Provided that where the person acquiring the right is a minor or otherwise disqualified, his guardian or other person having charge of his property shall make the report to the Prescribed Officer.

Provided further that any person acquiring a right by virtue of a registered document shall be exempted from the obligation to report to the Prescribed Officer:

Provided also that any person reporting under this Sub-section the acquisition by him of a right in partition in respect of the land shall annex with the report a sketch showing the metes and bounds and other prescribed particulars of such land and such person shall get the sketch prepared by a licensed surveyors.

Explanation I.The rights mentioned above include a mortgage without possession but do not include an easement or a charge not amounting to a mortgage of the kind specified in Section 100 of the Transfer of Property Act, 1882 (Central Act No. 4 of 1882).

Explanation II.A person in whose favour a mortgage is discharged or extinguished or a lease determined acquires a right within the meaning of this Section.

(2) Notwithstanding anything contained in Sub-section (1), the State Government may, by notification, appoint any Revenue Officer to whom a report under Sub-section (1) may be made, in which case such officer shall give a written acknowledgment of the receipt, of such report to the person making it, and forward the report to the Prescribed Officer of the village concerned.

(3) If any person makes a report under Sub-section (1) or Sub-section (2).

(a) after the period of three months but within the period of year from the date of acquisition of the right, the report shall be received on payment of a penalty of two rupees;

(b) after a period of one year from the date of such acquisition, the report shall be received on payment of a penalty of not less than two rupees but not exceeding ten rupees, as may be ordered.

(i) by the Tahsildar, in case the report is made under Sub-section (1) to the Prescribed Officer; or

(ii) by the Revenue Officer, in case the report is made to such officer under Sub-section (2).

(4) No document by virtue of which any person acquires a right in any land as holder, occupant, owner, mortgagee, landlord or tenant or assignee of the rent or revenue thereunder, shall be registered under the Indian Registration Act, 1908 (Central Act 12 of 1908), unless the person liable to pay the registration fee also pays to the Registering Authority such fees as may be prescribed for making the necessary entries in the record of rights and registers referred to in Section 129; and on the registration of such a document, the Registering Authority shall make a report of the acquisition of the right to the Prescribed Officer.
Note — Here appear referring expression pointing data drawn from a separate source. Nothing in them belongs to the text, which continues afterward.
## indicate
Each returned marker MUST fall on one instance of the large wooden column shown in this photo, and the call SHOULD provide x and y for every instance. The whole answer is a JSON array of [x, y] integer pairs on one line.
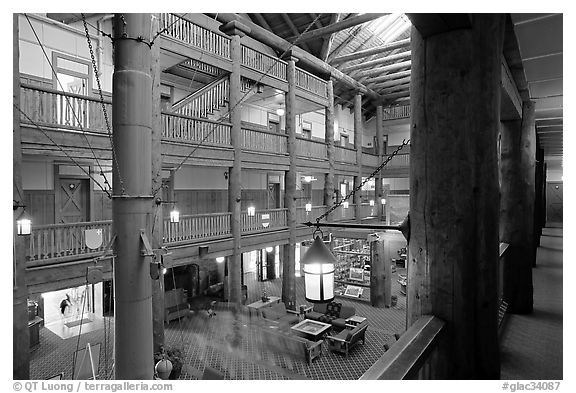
[[358, 146], [329, 140], [157, 217], [131, 200], [20, 336], [235, 30], [289, 260], [380, 152], [517, 208], [453, 248]]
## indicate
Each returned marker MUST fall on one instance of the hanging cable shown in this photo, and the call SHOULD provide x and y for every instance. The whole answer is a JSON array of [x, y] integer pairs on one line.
[[68, 101], [228, 114], [107, 121]]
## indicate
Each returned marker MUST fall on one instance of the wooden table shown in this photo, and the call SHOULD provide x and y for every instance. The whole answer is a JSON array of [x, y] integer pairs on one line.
[[260, 304], [311, 329]]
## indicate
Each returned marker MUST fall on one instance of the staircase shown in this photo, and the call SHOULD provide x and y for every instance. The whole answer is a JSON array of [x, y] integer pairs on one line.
[[205, 102]]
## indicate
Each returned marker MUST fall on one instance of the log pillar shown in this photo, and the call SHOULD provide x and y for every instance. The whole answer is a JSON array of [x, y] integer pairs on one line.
[[329, 199], [235, 30], [517, 208], [358, 146], [289, 260], [454, 198], [20, 335]]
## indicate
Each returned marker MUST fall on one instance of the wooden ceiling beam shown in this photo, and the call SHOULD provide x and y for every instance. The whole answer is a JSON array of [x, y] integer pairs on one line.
[[372, 51], [382, 60], [333, 28]]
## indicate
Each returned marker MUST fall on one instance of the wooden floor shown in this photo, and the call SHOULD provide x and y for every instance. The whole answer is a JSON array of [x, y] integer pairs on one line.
[[531, 345]]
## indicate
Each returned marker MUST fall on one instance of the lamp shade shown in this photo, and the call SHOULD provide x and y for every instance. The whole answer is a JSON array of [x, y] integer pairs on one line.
[[318, 264]]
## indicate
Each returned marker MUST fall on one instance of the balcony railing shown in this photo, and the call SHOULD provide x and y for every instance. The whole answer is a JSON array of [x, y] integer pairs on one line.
[[263, 220], [264, 141], [261, 62], [411, 357], [396, 112], [197, 227], [194, 35], [66, 240], [310, 148], [186, 129], [53, 108], [344, 154], [311, 83]]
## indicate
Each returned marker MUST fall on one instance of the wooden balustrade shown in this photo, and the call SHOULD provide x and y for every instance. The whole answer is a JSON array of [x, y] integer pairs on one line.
[[396, 112], [264, 141], [310, 148], [311, 83], [192, 130], [411, 357], [263, 220], [344, 154], [53, 108], [197, 227], [62, 240], [182, 29], [263, 63]]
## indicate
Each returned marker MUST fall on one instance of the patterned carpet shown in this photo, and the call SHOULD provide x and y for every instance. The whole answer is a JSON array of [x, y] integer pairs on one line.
[[232, 346]]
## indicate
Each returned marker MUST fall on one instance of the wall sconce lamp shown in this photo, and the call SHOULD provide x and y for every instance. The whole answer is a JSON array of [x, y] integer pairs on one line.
[[23, 222], [318, 264]]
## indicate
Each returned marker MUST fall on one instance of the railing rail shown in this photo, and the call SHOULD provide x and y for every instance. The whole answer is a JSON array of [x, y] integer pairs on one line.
[[396, 112], [310, 148], [193, 130], [410, 357], [344, 154], [62, 240], [49, 107], [263, 63], [311, 83], [182, 29], [197, 227], [264, 141], [263, 220]]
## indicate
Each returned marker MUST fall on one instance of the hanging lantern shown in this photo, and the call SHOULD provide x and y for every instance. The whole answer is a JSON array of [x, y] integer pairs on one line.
[[174, 216], [24, 224], [318, 264]]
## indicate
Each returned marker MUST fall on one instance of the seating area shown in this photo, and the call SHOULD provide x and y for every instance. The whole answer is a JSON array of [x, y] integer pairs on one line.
[[333, 312]]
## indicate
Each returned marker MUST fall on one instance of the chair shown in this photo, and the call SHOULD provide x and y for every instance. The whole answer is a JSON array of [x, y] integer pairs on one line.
[[347, 339]]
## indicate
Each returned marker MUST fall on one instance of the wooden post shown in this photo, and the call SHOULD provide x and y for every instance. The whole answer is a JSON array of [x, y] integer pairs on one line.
[[358, 146], [131, 200], [329, 140], [289, 261], [380, 272], [235, 31], [158, 218], [517, 208], [20, 335], [454, 197], [380, 152]]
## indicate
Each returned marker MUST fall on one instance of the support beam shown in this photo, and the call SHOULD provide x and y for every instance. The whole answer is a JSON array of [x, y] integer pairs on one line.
[[383, 60], [373, 51], [333, 28], [20, 335], [132, 200], [454, 196]]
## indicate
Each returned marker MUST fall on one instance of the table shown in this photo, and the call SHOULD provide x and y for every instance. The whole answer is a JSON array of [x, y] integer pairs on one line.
[[260, 304], [354, 321], [311, 329]]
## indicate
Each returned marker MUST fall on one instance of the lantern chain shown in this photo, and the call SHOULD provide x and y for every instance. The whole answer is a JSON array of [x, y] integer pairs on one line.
[[359, 186]]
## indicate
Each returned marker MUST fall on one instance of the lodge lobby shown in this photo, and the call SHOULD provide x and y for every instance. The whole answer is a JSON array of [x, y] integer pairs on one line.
[[287, 196]]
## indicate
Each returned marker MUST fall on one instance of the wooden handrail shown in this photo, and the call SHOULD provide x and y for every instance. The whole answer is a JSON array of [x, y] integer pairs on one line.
[[406, 357]]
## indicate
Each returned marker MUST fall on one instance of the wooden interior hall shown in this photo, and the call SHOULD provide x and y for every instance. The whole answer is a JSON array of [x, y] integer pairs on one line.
[[168, 170]]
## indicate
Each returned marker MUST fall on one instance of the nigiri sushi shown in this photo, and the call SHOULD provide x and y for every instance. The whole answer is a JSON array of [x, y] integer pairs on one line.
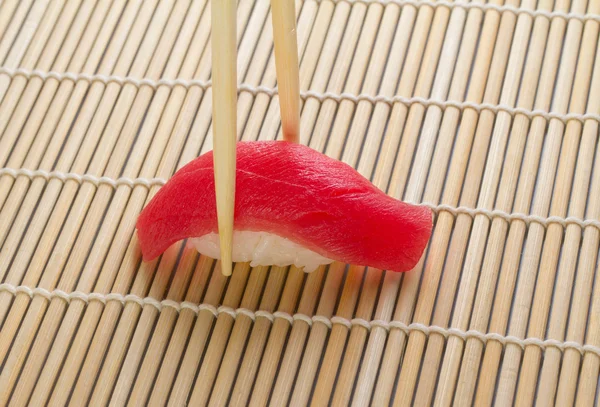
[[293, 206]]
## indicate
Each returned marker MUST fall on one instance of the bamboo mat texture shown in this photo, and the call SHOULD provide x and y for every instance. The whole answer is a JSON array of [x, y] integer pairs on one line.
[[487, 112]]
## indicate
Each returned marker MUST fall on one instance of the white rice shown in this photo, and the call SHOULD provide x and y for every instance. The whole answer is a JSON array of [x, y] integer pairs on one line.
[[261, 249]]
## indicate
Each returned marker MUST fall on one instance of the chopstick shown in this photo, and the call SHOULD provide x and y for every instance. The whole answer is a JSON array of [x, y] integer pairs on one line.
[[286, 64], [224, 96]]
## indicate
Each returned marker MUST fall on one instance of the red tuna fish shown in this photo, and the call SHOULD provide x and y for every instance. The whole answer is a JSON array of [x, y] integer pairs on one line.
[[297, 193]]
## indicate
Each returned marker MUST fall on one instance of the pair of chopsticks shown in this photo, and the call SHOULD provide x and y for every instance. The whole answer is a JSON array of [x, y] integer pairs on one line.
[[224, 94]]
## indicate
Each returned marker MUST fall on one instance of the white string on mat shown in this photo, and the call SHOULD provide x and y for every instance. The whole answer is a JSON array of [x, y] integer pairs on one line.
[[329, 322], [468, 6], [255, 90], [437, 208]]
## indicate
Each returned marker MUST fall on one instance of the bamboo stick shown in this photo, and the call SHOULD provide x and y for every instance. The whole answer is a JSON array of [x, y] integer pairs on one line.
[[254, 348], [548, 268], [583, 284], [522, 204], [474, 255], [356, 71], [36, 98], [142, 283], [58, 262], [25, 37], [351, 150], [558, 207], [273, 347], [415, 187], [541, 203], [26, 329], [224, 77], [227, 372], [55, 348], [7, 14], [307, 369], [133, 356], [588, 383], [55, 126], [479, 140], [416, 183], [6, 260], [374, 72], [22, 93], [147, 350], [326, 44], [504, 200], [150, 359], [286, 60], [216, 347]]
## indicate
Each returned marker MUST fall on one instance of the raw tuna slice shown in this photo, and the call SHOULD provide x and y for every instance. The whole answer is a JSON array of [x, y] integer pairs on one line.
[[314, 203]]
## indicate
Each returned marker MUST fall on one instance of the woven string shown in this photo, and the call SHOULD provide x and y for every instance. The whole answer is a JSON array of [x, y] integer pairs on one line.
[[329, 322], [255, 90], [149, 182]]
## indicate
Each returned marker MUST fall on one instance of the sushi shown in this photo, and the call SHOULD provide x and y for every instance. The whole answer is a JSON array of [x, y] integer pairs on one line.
[[293, 206]]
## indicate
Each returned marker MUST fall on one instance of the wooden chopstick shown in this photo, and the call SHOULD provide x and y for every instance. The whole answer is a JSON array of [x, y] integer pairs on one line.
[[286, 64], [224, 96]]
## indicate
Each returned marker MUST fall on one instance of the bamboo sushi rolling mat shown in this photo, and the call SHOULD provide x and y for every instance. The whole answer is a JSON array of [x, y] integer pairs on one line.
[[487, 112]]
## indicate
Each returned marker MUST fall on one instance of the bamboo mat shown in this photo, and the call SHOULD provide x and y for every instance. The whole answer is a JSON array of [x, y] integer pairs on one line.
[[486, 112]]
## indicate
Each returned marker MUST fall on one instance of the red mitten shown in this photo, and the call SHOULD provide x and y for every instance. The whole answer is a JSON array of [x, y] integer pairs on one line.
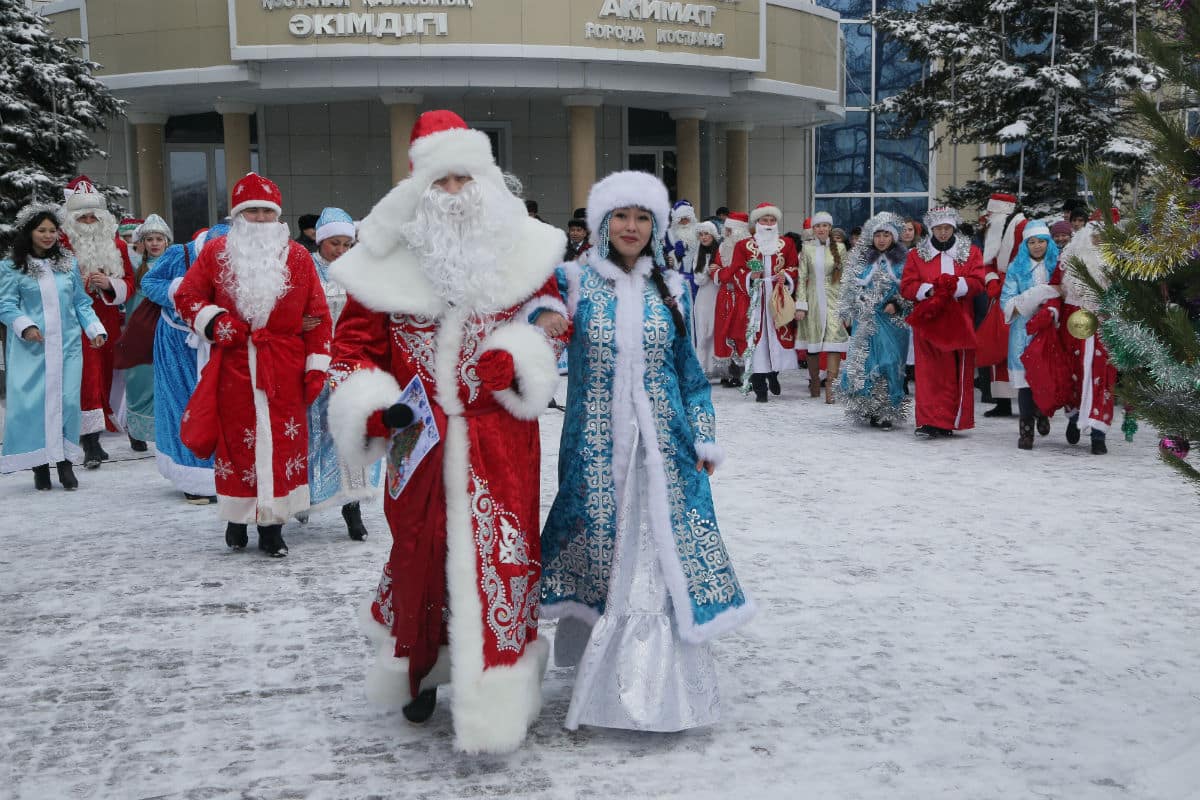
[[313, 382], [946, 284], [227, 330], [1041, 322], [496, 370]]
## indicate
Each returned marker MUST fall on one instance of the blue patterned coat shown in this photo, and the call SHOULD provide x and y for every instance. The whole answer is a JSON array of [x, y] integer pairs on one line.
[[627, 365]]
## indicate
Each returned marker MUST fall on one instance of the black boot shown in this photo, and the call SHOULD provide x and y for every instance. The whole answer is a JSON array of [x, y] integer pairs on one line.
[[93, 456], [1025, 438], [237, 536], [353, 516], [421, 707], [759, 383], [270, 541], [1003, 408], [66, 476], [42, 477]]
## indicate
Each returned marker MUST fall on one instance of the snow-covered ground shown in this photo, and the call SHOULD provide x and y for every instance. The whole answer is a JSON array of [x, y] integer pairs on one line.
[[947, 619]]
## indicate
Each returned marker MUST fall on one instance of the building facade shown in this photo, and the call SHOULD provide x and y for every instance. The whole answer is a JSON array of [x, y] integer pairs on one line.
[[718, 98]]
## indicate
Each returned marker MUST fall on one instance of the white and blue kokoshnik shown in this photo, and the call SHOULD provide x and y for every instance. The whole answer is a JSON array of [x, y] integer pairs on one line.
[[179, 355], [673, 410]]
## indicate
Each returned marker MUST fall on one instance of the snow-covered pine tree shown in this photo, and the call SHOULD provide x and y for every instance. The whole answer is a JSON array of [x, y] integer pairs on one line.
[[999, 74], [1151, 310], [49, 106]]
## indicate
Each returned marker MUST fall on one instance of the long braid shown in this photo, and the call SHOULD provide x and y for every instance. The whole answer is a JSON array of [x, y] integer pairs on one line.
[[671, 302]]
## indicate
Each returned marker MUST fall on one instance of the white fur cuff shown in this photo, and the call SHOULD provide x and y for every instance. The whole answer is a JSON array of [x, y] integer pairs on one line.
[[711, 451], [352, 403], [537, 368]]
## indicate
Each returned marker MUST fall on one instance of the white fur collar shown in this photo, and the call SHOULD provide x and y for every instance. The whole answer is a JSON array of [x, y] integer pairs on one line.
[[610, 271], [394, 281]]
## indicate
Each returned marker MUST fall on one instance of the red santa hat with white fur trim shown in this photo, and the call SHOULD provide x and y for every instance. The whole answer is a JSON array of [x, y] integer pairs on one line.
[[256, 192], [765, 209]]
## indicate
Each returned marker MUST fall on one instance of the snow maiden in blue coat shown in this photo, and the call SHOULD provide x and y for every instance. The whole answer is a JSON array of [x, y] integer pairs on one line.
[[48, 314], [634, 564], [871, 385]]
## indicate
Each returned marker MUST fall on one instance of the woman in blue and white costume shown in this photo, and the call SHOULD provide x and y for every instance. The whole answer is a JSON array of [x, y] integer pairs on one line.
[[634, 564], [1026, 289], [330, 481], [179, 358], [48, 313], [871, 386]]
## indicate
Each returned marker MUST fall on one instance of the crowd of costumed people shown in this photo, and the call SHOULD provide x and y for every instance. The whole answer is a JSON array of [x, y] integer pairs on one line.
[[409, 355]]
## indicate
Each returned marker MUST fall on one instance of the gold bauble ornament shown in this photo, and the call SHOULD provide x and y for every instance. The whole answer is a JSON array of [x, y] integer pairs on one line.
[[1083, 324]]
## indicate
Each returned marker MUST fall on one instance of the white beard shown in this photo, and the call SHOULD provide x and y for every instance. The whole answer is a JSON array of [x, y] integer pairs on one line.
[[255, 268], [462, 240], [767, 238], [95, 244]]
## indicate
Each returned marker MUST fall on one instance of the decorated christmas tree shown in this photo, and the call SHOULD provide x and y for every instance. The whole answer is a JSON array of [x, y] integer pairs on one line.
[[49, 107], [1151, 308], [1043, 82]]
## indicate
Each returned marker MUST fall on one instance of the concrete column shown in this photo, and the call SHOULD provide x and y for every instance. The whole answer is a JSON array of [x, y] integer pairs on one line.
[[582, 122], [737, 167], [402, 108], [688, 154], [148, 134], [235, 121]]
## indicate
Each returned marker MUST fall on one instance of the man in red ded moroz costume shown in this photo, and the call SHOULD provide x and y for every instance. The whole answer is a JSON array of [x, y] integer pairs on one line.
[[443, 284], [767, 264], [90, 233], [942, 275], [249, 294]]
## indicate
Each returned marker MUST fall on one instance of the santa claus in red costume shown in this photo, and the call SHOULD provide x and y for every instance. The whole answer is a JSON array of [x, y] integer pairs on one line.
[[732, 301], [90, 232], [443, 284], [249, 294], [767, 264], [942, 275], [1006, 227]]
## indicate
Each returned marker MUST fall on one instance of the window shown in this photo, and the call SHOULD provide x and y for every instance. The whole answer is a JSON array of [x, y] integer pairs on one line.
[[861, 167]]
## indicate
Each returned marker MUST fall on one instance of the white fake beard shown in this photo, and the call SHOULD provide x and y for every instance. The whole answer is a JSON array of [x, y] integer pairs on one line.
[[256, 266], [95, 245], [767, 238], [462, 239]]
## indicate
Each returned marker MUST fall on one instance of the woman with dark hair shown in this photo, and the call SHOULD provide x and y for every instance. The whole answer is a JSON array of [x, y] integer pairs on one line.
[[48, 313], [871, 386], [633, 561]]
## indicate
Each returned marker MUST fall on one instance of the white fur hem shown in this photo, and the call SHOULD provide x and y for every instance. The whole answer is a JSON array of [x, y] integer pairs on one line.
[[537, 368], [493, 713], [351, 404], [202, 319], [711, 451]]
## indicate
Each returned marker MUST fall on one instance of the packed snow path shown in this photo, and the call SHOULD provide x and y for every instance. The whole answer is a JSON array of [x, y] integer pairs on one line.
[[936, 619]]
17. Even if the statute does not prescribe a period of limitation, any power should be exercised within a reasonable time. Law is very settled (See: State of Gujarat v. Patel Raghav Natha and Ors. ; Mansaram v. S.P. Pathak and Ors. Venkatagiriyappa v. State of Karnataka 1999(6) Kar. L.J. 301 ; LLR 1998 Kar. 4000 and Bangalore Development Authority v. Smt. Sumitradevi 2005(3) Kar. L.J. 67 (DB): ILR 2005 Kar. 1386 (DB)), Exercise of power after lapse of a long time is held to be unreasonable.

18. To act in the year 2001 in respect of a cause of action that had arisen in the year 1924 transcends all perceptions of acting within a reasonable time.

19. In fact even in respect of immovable properties, a period of 12 years is sufficient even for a stranger to perfect his title, and if so, it is not the business of Revenue Authorities to act under a sale deed of the year 1924 for recognising a right under this sale deed of the year 1924 in the year 2001. Definitely much water has flown under the bridge in between these years. It is for this reason I am holding that the order passed by the Tahsildar is not legal and without jurisdiction and it calls for interference. The affirmation orders suffer the same defect,

20. In the result this writ petition is allowed and the orders dated 4-8-2001,. 18-1-2002 and 13-12-2002 vide Annexures-K, L and M respectively to the writ petition are quashed by issuing a writ of certiorari.

21. Rule made absolute.

22. If the fourth respondent still claiming title by any means, liberty is reserved to the fourth respondent to workout his remedies before the Civil Court, get his rights determined and seek for suitable correction in the revenue records.